Ils se nomment Uber, Blablacar, Auto-Lib, Airbnb, Pebble, Parrot. Le point commun de ces plateformes web : "disrupter" les marchés existants dont elles détrônent les leaders historiques.Née en 2008, la plateforme communautaire d'hébergement Airbnb s'est imposée comme le leader mondial de la location de vacances. Présente dans plus de 34 000 villes et 190 pays, elle est aujourd'hui valorisée à hauteur de 13 milliards de dollars, davantage que les grandes chaînes hôtelières mondiales comme Accor ou Hyatt. Fondée en 2009, l'application Uber, qui met à mal les taxis partout dans le monde, affiche de son côté une valorisation de 41 milliards de dollars. Et l'engouement ne devrait pas se tarir avec la vague des objets connectés qui arrivent sur le marché grand public (bracelet, montre...). Sur quels piliers marketing reposent ces nouveaux produits et services ? Dans quelle mesure ces flibustiers de la nouvelle économie révolutionnent-ils les business model traditionnels ? Qu'est-ce que les utilisateurs plébiscitent tant ?

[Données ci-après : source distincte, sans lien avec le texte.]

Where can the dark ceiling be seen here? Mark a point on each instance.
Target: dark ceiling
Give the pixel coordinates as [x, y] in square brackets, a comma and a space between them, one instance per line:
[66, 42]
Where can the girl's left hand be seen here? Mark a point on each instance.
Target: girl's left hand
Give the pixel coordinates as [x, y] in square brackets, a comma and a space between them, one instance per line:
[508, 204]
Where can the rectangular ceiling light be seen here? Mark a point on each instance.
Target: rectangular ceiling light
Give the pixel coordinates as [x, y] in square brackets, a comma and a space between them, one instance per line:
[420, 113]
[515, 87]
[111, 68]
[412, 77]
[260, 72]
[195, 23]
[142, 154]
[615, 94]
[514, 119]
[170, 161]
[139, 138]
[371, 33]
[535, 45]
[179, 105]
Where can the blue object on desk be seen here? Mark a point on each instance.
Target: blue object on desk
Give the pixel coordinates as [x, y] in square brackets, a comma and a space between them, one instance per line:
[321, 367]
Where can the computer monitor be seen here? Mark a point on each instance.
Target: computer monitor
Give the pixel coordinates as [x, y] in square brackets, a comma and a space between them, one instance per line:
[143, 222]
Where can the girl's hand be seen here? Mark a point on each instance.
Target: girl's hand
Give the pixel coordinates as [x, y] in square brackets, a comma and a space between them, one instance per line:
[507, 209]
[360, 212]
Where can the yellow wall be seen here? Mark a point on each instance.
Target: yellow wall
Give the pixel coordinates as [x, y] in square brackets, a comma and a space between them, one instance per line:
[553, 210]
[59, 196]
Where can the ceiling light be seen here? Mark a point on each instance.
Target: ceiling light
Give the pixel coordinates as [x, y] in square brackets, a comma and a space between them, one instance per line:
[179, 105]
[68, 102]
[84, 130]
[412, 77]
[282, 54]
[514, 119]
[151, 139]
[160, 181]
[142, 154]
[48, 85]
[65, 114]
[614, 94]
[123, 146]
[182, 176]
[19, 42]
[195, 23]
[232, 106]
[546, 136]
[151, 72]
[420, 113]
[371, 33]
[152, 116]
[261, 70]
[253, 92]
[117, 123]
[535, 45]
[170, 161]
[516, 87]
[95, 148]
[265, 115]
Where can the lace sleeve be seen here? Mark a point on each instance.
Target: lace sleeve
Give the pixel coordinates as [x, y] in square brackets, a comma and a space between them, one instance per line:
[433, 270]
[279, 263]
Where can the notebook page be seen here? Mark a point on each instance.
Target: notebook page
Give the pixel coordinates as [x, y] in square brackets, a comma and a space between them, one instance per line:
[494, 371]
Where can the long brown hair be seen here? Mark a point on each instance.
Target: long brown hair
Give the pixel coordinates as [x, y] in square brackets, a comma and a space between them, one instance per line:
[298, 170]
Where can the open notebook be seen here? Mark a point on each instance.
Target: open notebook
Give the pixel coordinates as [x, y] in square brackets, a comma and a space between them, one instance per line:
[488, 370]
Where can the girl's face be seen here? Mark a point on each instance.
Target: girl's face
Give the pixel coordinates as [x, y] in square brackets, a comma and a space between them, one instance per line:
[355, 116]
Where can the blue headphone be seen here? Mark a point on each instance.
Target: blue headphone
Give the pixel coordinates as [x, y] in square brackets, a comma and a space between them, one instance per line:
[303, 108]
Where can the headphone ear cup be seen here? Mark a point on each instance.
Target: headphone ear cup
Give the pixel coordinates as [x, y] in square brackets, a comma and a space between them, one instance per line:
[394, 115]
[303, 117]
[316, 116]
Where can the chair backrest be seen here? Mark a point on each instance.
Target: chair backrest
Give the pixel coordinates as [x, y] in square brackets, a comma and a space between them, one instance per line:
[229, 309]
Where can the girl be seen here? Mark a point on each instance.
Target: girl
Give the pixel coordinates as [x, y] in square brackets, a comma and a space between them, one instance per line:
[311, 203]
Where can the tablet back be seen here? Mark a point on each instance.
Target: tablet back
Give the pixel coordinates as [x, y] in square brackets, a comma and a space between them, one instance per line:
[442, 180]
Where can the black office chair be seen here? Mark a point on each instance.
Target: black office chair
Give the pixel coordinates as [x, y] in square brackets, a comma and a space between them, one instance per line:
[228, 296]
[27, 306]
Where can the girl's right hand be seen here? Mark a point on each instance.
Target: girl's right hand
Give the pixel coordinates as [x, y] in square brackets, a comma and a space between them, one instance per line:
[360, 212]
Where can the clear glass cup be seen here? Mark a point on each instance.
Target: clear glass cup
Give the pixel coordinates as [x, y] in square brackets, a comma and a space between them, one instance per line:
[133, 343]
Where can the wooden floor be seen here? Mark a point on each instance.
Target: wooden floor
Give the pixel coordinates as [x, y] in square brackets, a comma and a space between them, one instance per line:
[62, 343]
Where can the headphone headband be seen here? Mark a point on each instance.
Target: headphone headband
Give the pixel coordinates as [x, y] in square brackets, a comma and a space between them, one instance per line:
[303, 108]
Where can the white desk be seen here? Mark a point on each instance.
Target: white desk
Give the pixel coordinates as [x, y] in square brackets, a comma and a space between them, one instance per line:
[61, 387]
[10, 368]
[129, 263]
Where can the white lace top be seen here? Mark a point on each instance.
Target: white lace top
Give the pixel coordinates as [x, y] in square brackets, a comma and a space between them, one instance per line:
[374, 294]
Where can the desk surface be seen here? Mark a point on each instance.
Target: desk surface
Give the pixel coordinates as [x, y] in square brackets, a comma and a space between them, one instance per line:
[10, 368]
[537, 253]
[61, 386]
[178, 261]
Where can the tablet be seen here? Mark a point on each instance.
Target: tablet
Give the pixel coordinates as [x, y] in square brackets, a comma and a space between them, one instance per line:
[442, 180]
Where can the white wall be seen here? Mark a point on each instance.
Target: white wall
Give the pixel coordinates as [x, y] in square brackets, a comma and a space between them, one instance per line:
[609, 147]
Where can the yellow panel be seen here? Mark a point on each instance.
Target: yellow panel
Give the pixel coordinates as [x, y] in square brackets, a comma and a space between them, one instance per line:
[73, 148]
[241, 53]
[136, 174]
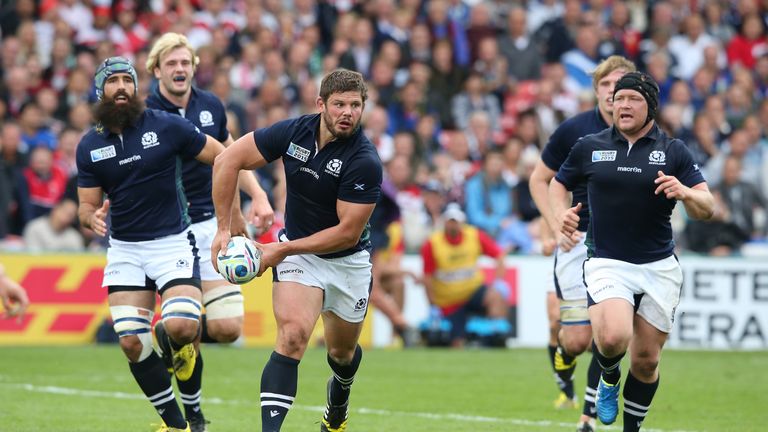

"People, people, people" : plus qu'un slogan marketing, ce pourrait être le mantra que psalmodient les entrepreneurs du Web. S'ils s'appuient sur la technologie et les opportunités qu'offrent le numérique et plus particulièrement la mobilité, les produits développés par ces start-ups reposent avant tout sur une approche "human centric". On parle moins de clients que d'utilisateurs, d'abonnés que de membres. On y stimule l'intelligence collaborative, on y favorise la construction d'écosystèmes communautaires. La satisfaction client est leur obsession. Expérience utilisateur, design thinking, amélioration continue... En mettant l'usager au centre de leur business model, les start-up parviennent à instaurer une relation de confiance et à créer un attachement fort à leur produit. Ce qui, à l'ère des réseaux sociaux qui dote tout consommateur d'un fort pouvoir de recommandation, a pour effet de générer un bouche-à-oreille positif mondial. Et, in fine, d'accélérer leur croissance.

1. Valeur d'usage


La valeur d'usage désigne la valeur d'un bien ou d'un service pour un consommateur en fonction de l'utilité qu'il en retire et du besoin qu'il vient combler. Une approche économique que les entrepreneurs numériques, qui se présentent comme des "résolveurs de problème"(1) ont érigée en règle d'airain. Faciliter, voire améliorer la vie des gens, est ce qui les anime.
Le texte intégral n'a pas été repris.